Targeted ads have been a huge force in shaping how we experience the internet. Collecting our private info through cookies and trackers, companies feed that to algorithms that determine what we see, when we see it and how often. But, as the internet became less of a wonder and more of a mundane thing, people started to pick its processes apart more, leading to a higher focus on privacy. At this point, any user can decimate the number of ads they see by simply installing Firefox with a few add-ons that block trackers and hide third-party advertisements.

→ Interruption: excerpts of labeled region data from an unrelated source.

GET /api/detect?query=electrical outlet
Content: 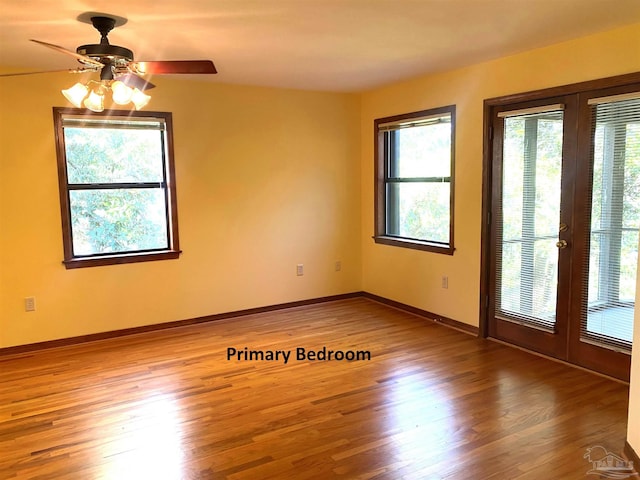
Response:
[24,297,36,312]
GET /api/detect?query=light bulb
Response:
[62,83,89,108]
[111,80,133,105]
[84,90,104,112]
[131,88,151,110]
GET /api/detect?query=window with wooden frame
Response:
[374,105,456,255]
[53,107,180,268]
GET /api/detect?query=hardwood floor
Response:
[0,298,628,480]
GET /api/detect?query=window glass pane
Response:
[387,183,451,244]
[389,120,451,178]
[64,127,164,184]
[69,188,169,255]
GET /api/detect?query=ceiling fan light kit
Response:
[2,12,217,112]
[62,80,151,112]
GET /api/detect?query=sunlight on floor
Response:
[101,394,184,480]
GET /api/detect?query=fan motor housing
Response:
[76,43,133,63]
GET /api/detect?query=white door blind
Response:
[581,95,640,353]
[495,106,563,331]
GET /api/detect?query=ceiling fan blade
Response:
[30,38,104,68]
[129,60,218,75]
[0,68,96,77]
[116,73,155,90]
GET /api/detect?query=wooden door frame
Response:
[478,72,640,338]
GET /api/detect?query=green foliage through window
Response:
[54,109,177,263]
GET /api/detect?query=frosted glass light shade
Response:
[62,83,89,108]
[84,90,104,112]
[111,80,133,105]
[131,88,151,110]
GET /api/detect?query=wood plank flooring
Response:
[0,298,628,480]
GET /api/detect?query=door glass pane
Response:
[496,110,563,330]
[581,99,640,352]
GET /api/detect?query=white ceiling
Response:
[0,0,640,91]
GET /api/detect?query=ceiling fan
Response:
[0,12,217,112]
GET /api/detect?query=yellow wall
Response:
[0,74,361,347]
[361,24,640,326]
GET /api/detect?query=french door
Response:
[485,85,640,380]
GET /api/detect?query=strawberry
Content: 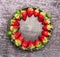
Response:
[38,13,44,22]
[34,8,39,17]
[10,20,19,26]
[6,31,12,35]
[42,31,51,36]
[40,11,46,17]
[28,40,35,51]
[42,19,50,25]
[21,10,27,21]
[16,17,21,21]
[34,39,42,50]
[14,13,22,21]
[27,7,34,17]
[22,40,28,50]
[42,24,53,31]
[10,26,19,31]
[11,32,21,39]
[46,14,51,18]
[15,36,24,46]
[38,35,48,44]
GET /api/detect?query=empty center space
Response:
[20,16,42,40]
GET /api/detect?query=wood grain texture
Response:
[0,0,60,57]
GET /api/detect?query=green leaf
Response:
[6,31,12,35]
[46,14,51,18]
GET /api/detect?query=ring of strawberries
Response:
[7,7,53,51]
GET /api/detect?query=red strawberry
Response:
[11,32,21,39]
[11,20,19,26]
[34,39,40,45]
[10,26,19,31]
[14,13,22,21]
[19,36,24,41]
[38,13,44,22]
[34,8,39,17]
[29,40,35,51]
[38,35,48,44]
[22,40,28,50]
[15,36,24,46]
[42,19,50,25]
[34,39,42,50]
[27,7,34,17]
[42,25,53,31]
[21,10,27,21]
[16,17,21,21]
[42,31,51,36]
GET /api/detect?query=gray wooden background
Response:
[0,0,60,57]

This has sent the ad industry scrambling to reinvent ads, to clean up their image and make them less expensive to serve and more precise. After all, as the number of people who see them shrinks, the ads need to get smarter to survive. I’ve already talked about Google’s FLoC in a previous piece but there’s more changes coming in the future. Today, let’s take a look at the shape of ads to come.
Put the Cookie Down
Deploying any kind of web-changing ideas will be a challenge, especially when its current rulers are doing everything they can to game the system in their favor. The recent antitrust lawsuit against Google, concerning its project Bernanke, highlights how much hold over the market is exerted by just a few companies. Only a giant like Google can afford to do a shake-up in the form of FLoC, while everybody else struggles to innovate.
Most companies proposing new ways to target advertisements are doing so with a full or partial replacement of cookies in mind. One such idea includes using your email or phone number to track your internet activity. Basically, you go on a website which requests you to provide one of the two identifiers — email or number — and you do, because otherwise the website won’t let you in. This identifier is recorded and sent on to third parties which use it to generate your “profile” (UID2) — tracking what you like, what you read, where you are and how they can target you best.
What’s the Key?
A more curious case is Cloudflare’s new bid to destroy CAPTCHA. Yes, those annoying “click on all streetlights” and “pick every square with a vehicle” things, which are usually used to train AI and waste a casual user’s time. Getting rid of this system seems like a good plan, especially if it still comes with a safeguard to prevent DDOS attacks and spamming, the way CAPTCHA kind of does right now.
What Cloudflare suggests is interesting and almost great — ditch CAPTCHA altogether and use “physical authentication devices” instead. This means things like YubiKey or even your mobile’s built-in NFC reader to prove your identity to a website and allow entry. Now, this might set off an alarm for you — surely using a unique security key, even an encrypted one, makes you identifiable and, therefore, trackable across the web? Well, Cloudforce’s answer rings eerily similar to FLoC — the keys aren’t actually unique as in “one per person”. They’re unique per batch of hardware issued, which means you will share the key with, say, 1,000 other people. So, you’re identified as part of a certain flock, to borrow Google’s terminology, and you and other users from this digital family go about web browsing. What this doesn’t account for is group and broad tracking as well as the idea that a single key acquisition could be traced to a user, meaning your encrypted key turns into shackles instead of a path to freedom.
So who needs cookies when you can sell the promise of more efficient browsing and, with it, a less invasive yet still workable way to track people? Certainly, Cloudflare’s new idea is far from the worst out there. It’s not ideal, though, and we’ve been making do with half-solutions for a long time.
With cookies on the way out, the race is on to see what becomes the next big thing in tracking. Realistically, I would put my bets on Google because, even with all the negative reception, the company is too massive to overtake. This means that FLoC or any of its offshoots will only fail if Google decides so or a big enough competitor rises.
For now, as a consumer, you can and should contribute to the hindering of tracking — by using privacy-conscious software, no-track add-ons, or services that don’t track their users.